The Central Bank of Nigeria (CBN) has attributed the significant decline in the country’s oil revenue for the third quarter of 2024 to deteriorating pipeline infrastructure and ongoing operational inefficiencies. According to the apex bank’s latest economic report, oil revenue plummeted by 24.72 percent, totaling N1.30 trillion, compared to the previous quarter.
The report highlights that the decline was primarily due to lower receipts from petroleum profit tax and royalties. Furthermore, the revenue figure fell short of the quarterly target by a substantial 75.39 percent, largely due to frequent shutdowns caused by aging pipelines and installations.
“The decline in oil revenue was a result of a 24.72 percent decrease to N1.30 trillion, driven by lower receipts from petroleum profit tax and royalties,” the report stated. “It was also 75.39 percent below the quarterly target, mainly due to shut-ins caused by the deteriorating oil pipelines and installations.”
Despite a modest increase in crude oil production, from 1.27 million barrels per day (mbpd) in Q2 2024 to 1.33 mbpd in Q3, the sector’s performance was severely hindered by challenges such as theft, vandalism, and infrastructural deficits. The aging infrastructure not only reduced operational efficiency but also compromised Nigeria’s ability to meet its OPEC production quota.
The report further noted that global market factors added to the strain, with the average spot price of Nigeria’s Bonny Light crude falling by 5.45 percent to $82.23 per barrel. This decline reflected subdued global demand, a trend also seen in other major crude benchmarks, including Brent and the OPEC Reference Basket.
While the oil sector faced significant setbacks, the Nigerian economy recorded a growth rate of 3.46 percent in Q3 2024, up from 3.19 percent in the previous quarter. This growth was largely driven by the non-oil sector, which contributed 3.18 percentage points to the overall GDP growth.
The oil sector’s growth slowed to 5.17 percent year-on-year, down from 10.15 percent in Q2, as operational challenges and declining crude oil prices took a toll on the industry’s performance.
The fiscal implications were also notable, with federally collected revenue falling 23.71 percent short of the budget benchmark.

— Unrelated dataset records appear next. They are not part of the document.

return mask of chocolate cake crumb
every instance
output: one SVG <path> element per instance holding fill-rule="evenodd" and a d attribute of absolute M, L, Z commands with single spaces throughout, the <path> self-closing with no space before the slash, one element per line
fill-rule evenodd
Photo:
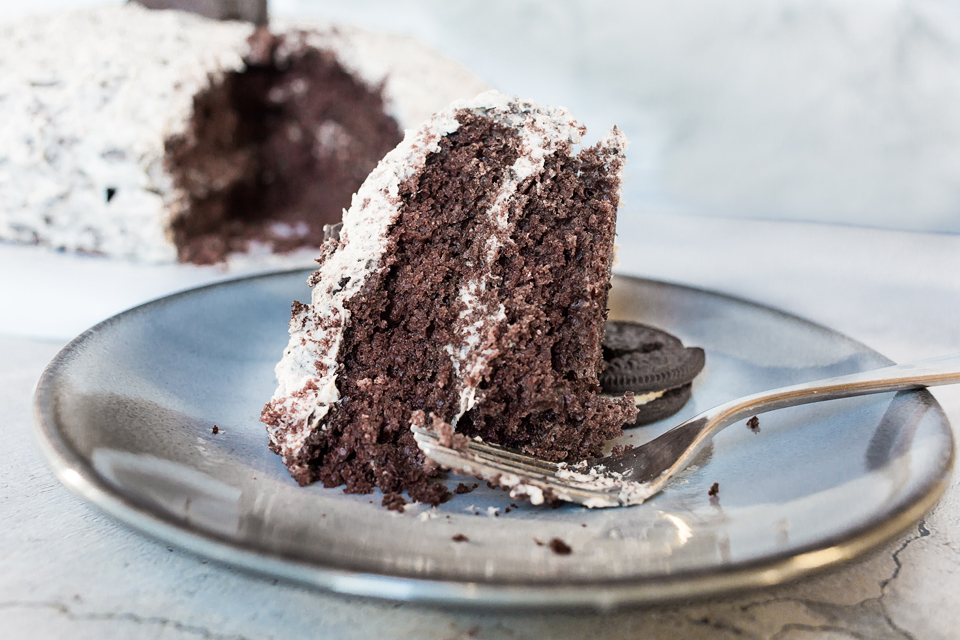
<path fill-rule="evenodd" d="M 573 549 L 570 548 L 570 545 L 560 538 L 554 538 L 550 541 L 550 550 L 558 556 L 568 556 L 573 553 Z"/>
<path fill-rule="evenodd" d="M 371 502 L 373 501 L 371 500 Z M 388 493 L 383 496 L 383 502 L 380 504 L 391 511 L 403 513 L 403 507 L 407 504 L 407 500 L 399 493 Z"/>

However, there was a 7.48 percent quarter-on-quarter increase in revenue. Despite a narrowing fiscal deficit of 22.51 percent compared to the previous quarter, it widened by 43.88 percent relative to the quarterly target, indicating ongoing fiscal pressures.
The report concluded by highlighting that Nigeria’s target of achieving oil production of 2 mbpd by the end of 2024 remains under significant threat due to the combination of operational inefficiencies, infrastructure challenges, and external market factors.